The Times' home editor Jeremy Griffin talks pub singers, PR polls and pooper scoopers

Jeremy Griffin: "Without wanting to sound like a life coach, I try to start each day thinking anything is possible."
Jeremy Griffin: "Without wanting to sound like a life coach, I try to start each day thinking anything is possible."

How do you feel when you come into work?

If I know that I have the start of a strong news list, I'll be annoyingly cocky. If I feel that we're underpowered I'll just be annoying, and everyone else soon knows about it.

Without wanting to sound like a life coach, I try to start each day thinking that anything is possible and that, ultimately, I'm going to help The Times produce a better paper than its rivals.

What makes a great story?

It might be the result of a particularly brave and unique piece of reporting, such as the type we've seen at The Times from Anthony Loyd in Syria.

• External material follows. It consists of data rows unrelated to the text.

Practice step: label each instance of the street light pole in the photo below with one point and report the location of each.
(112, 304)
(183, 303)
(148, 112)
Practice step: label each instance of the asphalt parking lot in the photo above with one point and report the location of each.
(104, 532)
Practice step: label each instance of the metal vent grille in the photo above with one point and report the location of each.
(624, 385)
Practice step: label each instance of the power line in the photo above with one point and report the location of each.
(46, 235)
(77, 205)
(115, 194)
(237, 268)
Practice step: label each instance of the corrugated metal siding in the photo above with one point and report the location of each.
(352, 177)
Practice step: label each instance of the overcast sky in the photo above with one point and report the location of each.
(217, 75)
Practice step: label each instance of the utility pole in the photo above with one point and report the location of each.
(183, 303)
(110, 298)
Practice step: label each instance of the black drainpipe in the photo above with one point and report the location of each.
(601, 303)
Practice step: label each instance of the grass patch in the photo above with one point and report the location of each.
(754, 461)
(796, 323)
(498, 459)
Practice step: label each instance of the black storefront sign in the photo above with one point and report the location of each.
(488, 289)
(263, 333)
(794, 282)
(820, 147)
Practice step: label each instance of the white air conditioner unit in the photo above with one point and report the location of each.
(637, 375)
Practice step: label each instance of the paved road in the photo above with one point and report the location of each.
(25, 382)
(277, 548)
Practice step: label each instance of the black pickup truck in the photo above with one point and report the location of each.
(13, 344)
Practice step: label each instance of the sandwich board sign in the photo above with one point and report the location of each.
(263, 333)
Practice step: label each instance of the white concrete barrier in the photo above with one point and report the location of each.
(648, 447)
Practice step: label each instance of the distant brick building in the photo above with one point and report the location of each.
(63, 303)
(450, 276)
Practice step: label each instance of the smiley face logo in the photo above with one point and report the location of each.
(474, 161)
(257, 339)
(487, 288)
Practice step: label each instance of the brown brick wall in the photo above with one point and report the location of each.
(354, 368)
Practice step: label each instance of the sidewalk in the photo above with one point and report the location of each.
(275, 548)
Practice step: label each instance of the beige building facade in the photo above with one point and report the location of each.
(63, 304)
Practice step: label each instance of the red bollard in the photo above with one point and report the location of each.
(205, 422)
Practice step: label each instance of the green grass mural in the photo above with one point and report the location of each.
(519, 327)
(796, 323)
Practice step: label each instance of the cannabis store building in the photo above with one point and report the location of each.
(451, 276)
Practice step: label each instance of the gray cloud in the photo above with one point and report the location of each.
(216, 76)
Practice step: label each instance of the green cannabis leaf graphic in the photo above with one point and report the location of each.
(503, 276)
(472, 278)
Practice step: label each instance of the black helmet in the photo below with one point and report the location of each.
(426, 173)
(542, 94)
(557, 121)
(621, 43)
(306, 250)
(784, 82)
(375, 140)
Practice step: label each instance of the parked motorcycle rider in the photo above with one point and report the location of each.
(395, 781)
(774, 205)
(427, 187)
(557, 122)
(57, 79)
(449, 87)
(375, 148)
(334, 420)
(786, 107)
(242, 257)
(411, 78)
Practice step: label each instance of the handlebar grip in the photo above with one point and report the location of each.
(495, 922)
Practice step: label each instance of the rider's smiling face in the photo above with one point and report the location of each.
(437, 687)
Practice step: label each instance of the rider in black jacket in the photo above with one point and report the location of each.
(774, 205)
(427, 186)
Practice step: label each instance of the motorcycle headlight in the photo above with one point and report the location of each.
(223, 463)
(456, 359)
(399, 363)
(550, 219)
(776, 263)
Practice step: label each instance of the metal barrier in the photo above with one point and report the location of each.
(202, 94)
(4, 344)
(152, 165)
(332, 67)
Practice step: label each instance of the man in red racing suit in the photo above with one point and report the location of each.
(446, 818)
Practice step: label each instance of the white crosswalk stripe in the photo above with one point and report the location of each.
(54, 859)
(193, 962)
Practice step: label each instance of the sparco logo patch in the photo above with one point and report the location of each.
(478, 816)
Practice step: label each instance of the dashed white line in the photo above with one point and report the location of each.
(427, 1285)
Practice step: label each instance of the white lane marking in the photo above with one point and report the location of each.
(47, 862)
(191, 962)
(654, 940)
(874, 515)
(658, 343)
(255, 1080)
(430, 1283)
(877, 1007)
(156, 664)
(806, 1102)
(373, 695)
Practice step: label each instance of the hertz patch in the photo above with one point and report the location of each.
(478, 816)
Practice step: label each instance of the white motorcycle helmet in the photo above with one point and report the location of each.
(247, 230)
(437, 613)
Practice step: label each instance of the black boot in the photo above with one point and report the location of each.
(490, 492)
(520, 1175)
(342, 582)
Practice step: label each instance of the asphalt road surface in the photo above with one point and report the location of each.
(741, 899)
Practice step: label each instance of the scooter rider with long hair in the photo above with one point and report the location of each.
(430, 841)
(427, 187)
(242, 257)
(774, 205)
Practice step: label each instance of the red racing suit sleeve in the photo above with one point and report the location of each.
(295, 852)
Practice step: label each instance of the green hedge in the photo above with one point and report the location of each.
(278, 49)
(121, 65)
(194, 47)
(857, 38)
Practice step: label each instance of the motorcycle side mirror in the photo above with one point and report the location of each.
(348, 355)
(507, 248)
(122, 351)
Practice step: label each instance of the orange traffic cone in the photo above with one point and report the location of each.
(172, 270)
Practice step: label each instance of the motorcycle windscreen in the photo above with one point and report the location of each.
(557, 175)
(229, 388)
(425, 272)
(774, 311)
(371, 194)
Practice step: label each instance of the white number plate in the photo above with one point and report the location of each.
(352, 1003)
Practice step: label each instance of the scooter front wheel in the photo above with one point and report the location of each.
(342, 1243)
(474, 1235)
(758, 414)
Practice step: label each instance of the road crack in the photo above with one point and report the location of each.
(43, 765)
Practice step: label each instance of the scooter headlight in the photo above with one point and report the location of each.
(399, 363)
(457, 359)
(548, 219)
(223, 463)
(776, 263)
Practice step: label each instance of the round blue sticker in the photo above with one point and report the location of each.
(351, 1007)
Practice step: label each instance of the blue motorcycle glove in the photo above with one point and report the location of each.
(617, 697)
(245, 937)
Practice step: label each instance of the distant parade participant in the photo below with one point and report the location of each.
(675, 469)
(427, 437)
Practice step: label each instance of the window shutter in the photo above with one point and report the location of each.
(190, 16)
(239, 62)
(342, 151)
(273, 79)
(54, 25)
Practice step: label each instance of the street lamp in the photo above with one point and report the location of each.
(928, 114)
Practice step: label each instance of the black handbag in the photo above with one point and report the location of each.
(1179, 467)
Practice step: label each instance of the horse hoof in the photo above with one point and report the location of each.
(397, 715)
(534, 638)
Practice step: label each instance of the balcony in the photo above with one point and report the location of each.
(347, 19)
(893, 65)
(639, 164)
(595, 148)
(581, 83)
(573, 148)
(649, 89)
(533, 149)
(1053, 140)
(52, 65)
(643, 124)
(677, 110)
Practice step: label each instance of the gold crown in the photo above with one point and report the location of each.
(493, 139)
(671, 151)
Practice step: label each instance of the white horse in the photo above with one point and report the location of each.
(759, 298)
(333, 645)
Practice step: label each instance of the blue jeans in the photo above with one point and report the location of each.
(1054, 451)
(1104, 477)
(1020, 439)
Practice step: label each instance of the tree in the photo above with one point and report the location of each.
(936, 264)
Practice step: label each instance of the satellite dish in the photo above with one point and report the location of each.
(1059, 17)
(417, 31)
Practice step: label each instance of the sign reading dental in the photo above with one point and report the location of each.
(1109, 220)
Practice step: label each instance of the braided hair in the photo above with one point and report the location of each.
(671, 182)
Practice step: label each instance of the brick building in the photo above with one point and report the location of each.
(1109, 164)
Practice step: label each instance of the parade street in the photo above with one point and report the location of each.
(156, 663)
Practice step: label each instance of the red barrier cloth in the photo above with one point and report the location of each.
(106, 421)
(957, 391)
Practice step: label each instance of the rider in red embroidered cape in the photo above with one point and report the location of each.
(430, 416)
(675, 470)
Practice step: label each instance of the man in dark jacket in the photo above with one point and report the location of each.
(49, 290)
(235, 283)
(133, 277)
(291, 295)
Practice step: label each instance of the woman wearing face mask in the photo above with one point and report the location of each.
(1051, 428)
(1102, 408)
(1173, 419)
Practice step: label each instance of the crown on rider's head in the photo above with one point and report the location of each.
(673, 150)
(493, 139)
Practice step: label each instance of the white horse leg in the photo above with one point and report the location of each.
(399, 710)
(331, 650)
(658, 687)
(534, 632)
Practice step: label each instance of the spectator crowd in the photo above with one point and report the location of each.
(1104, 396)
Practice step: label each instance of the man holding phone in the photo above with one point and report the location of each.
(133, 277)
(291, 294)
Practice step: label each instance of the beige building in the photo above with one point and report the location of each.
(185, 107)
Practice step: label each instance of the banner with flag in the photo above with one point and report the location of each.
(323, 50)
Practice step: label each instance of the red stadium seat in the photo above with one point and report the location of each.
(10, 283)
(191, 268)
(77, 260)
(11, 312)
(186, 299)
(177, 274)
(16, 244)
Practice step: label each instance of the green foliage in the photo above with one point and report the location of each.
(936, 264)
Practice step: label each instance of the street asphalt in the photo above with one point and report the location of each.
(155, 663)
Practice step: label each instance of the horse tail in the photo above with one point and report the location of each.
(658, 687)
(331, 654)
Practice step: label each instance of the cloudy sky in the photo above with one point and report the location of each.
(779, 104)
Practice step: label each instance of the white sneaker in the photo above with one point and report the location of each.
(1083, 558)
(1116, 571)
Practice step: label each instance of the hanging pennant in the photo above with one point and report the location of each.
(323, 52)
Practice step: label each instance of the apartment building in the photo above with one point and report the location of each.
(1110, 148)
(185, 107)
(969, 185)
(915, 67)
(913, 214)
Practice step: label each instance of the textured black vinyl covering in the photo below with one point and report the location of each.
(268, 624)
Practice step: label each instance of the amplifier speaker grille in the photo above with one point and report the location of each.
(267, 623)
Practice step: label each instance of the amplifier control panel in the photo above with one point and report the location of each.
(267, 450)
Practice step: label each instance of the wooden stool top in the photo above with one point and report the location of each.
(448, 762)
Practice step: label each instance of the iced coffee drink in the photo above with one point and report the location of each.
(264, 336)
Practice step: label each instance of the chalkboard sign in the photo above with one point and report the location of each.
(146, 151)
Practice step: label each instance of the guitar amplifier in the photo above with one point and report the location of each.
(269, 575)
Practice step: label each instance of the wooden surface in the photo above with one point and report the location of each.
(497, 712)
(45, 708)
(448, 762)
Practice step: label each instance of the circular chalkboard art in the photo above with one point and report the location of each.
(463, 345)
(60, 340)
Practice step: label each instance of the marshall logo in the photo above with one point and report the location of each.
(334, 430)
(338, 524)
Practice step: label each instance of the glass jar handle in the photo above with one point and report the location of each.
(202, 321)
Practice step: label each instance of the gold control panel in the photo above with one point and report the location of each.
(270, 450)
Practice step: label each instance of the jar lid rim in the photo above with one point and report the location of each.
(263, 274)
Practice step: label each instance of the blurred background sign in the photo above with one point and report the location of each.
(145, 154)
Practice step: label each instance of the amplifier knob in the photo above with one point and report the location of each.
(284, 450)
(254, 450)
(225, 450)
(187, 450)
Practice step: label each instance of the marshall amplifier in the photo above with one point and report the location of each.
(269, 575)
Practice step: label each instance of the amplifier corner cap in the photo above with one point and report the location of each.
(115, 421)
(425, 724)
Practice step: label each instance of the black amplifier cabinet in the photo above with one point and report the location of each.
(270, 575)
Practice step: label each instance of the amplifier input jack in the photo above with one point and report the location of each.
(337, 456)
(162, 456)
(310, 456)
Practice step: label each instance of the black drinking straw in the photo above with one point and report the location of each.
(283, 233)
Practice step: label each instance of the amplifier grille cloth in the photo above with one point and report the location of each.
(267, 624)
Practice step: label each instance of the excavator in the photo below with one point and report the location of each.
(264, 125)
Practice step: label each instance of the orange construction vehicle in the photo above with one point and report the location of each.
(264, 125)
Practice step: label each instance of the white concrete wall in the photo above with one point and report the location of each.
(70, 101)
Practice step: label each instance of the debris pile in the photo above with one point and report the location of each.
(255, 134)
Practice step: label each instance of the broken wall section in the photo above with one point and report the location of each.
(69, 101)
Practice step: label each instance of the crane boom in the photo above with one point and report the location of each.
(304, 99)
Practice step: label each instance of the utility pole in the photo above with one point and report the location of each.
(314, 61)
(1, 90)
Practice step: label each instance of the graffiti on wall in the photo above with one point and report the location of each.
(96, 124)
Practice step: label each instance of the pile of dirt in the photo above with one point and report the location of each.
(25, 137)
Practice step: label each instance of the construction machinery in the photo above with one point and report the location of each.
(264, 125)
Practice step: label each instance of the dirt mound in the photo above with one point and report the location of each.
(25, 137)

Or it might be the result of painstaking investigations, like our tax avoidance and child grooming exposes.

All sorts of stories are often referred to as great - it doesn't have to be something that changes the world, but it has to set you apart or determine the agenda of your rivals.

What is the greatest pressure on you?

Time and the editor. They wait for no man.

What is your view of PR professionals?

PR people perform an important job for clients. I particularly like those who come up with newsworthy methods of getting their messages across.

I've noticed a lot are into the social trend game these days, commissioning polls on coffee drinking or bedroom habits or the like. They can be good when they come off, though it always feels a guilty pleasure when I put one on the schedule.

What was the biggest non-story of the last month?

I refer you to The Guardian.

What's your management style?

Stab you in the front, kick you up the arse. Luckily I don't need to do a huge amount of either.

What is the most memorable headline?

Of mine? 'Cock-a-hoop for the poop scoop'. It was in the Stroud News and Journal 20 years ago, on a story about the success of a local anti-dog fouling scheme. I have since stopped writing headlines.

What is the best piece of journalistic advice in your opinion?

Don't look at the clock.

What would you be if you were not a news editor?

A pub singer.

From whom have you learned the most?

Alison Fawcett (Stroud News and Journal), Ian Dowell (Birmingham Evening Mail), Alex Butler (The Sunday Times), Keith Blackmore (The Times). Plus my current editor (natch) and anyone else I ever work for. If, indeed, I do ever work again.

What did you want to be as a child?

Doctor Who. I fancied Sarah Jane Smith.

In five years' time I will be ...

Happy.

What's in your lunch box?

I barely have a box, let alone one with lunch in it.